Times of India: New Delhi: Sunday,
May 08, 2016.
Most Delhi
schools are not inclusive, and their differently-abled students are deprived of
assistive devices or materials even though the Central Board of Secondary
Education has issued guidelines on these. Replies to queries under the Right to
Information received from the capital's government, government-aided and
private schools reveal that most of the institutions have not carried out
audits to establish the levels of the prescribed amenities.
Unfortunately,
CBSE, having issued three guidelines over the years, too said in a reply to an RTI
query that it had no information on access audits, compliance and action taken
in case of non-compliance. The education board first issued guidelines on
making school disabled-friendly way back in May 2005. It reissued fresh
guidelines in October 2008 and then reiterated these in 2009, making it
incumbent on schools to comply with measures suggested in the guidelines.
These
included provision of support through accessible educational material and the
availability of trained teachers, modification of the existing physical
infrastructure and teaching methodologies to meet the needs of all children,
including those with special needs, ensuring availability of study material for
the disabled and talking text books, reading machines and computers with speech
software and the induction of an adequate number of sign-language interpreters,
transcription services and a loop-induction system for the hearing-impaired
students.
TOI has
copies of the 160 RTI replies received by petitioner Abha Khetarpal, president
of Cross the Hurdles, an NGO that works with people with physical challenges.
Only two of the schools claimed to have carried out the mandated access audit.

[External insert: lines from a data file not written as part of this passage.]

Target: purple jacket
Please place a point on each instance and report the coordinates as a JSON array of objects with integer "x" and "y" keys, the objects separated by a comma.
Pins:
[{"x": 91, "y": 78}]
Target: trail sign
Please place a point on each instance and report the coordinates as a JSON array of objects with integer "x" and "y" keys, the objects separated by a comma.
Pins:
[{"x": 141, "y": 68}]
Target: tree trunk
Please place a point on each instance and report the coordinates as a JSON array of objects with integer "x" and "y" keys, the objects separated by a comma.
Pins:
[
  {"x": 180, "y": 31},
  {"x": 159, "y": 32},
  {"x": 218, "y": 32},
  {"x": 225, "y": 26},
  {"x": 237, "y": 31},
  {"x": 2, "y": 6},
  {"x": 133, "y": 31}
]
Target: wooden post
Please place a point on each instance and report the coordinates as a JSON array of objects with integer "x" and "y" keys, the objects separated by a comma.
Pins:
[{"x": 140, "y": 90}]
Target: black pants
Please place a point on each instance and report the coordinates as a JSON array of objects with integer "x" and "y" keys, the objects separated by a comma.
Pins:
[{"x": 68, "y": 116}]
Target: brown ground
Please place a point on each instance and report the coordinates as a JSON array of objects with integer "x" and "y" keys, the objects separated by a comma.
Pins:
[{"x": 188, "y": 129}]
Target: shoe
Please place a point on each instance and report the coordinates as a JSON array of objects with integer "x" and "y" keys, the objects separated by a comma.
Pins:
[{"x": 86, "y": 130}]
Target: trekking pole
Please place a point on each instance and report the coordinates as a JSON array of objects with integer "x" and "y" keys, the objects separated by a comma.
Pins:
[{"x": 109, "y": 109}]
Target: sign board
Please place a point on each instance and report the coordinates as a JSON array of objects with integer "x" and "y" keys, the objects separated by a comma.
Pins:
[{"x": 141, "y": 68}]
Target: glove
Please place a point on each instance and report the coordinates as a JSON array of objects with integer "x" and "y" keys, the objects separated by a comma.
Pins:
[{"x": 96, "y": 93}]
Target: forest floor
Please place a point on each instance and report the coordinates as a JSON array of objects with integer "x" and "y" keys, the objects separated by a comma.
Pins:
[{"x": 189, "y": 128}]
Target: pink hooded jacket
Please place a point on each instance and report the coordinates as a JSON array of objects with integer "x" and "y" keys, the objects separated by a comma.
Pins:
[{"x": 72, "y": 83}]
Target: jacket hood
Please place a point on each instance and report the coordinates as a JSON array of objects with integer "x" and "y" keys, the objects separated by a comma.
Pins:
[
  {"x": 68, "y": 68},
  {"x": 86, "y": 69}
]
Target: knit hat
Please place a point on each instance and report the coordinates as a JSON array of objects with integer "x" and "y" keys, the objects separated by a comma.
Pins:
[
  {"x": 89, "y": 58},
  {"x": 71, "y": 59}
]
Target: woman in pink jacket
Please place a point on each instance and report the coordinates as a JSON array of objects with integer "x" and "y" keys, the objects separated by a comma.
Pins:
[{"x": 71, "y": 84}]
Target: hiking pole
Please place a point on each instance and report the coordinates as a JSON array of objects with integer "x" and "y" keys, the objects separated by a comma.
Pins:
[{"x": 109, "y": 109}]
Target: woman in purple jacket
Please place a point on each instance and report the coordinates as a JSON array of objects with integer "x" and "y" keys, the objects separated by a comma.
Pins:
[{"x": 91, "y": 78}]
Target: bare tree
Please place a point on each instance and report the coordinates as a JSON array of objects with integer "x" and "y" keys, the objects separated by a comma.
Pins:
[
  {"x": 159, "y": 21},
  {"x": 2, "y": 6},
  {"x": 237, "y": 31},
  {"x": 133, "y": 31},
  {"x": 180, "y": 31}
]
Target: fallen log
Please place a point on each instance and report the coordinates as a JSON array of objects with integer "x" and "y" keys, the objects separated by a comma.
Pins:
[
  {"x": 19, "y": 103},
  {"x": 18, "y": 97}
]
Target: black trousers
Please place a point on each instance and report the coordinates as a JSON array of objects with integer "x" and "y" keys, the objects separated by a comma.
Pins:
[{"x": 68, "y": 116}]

In a majority of the schools, the queries about study materials, teacher
training, infrastructure, access audit report and number of students with
disabilities evinced "not applicable" as the response. Just five
schools said they had visually-impaired students, and there was no data on
students with disabilities like locomotor disability.
According
Khetarpal, "The annexure in the 2009 guidelines clearly stated the things
that schools were to provide in order to make them inclusive, failing which
they would lose their affiliation. CBSE now replies that they do not keep a
record of such information." The board told Khetarpal that affiliated
schools only provide Open Text Based Assessment material in Braille, but this
carries only 10% weightage in the final exams and is also meant only for
Classes IX and XI. What about 90% of the study material, she asks. How would
students with visual impairment cope?
Some private
schools refused to divulge the information on the ground that they did not come
under the purview of the RTI Act. So, there is no confirmed number on students
with disabilities in regular inclusive schools and what they study. Khetarpal
says that when asked this, CBSE said it not only didn't have the data, but that
it also doesn't monitor compliance of its guidelines.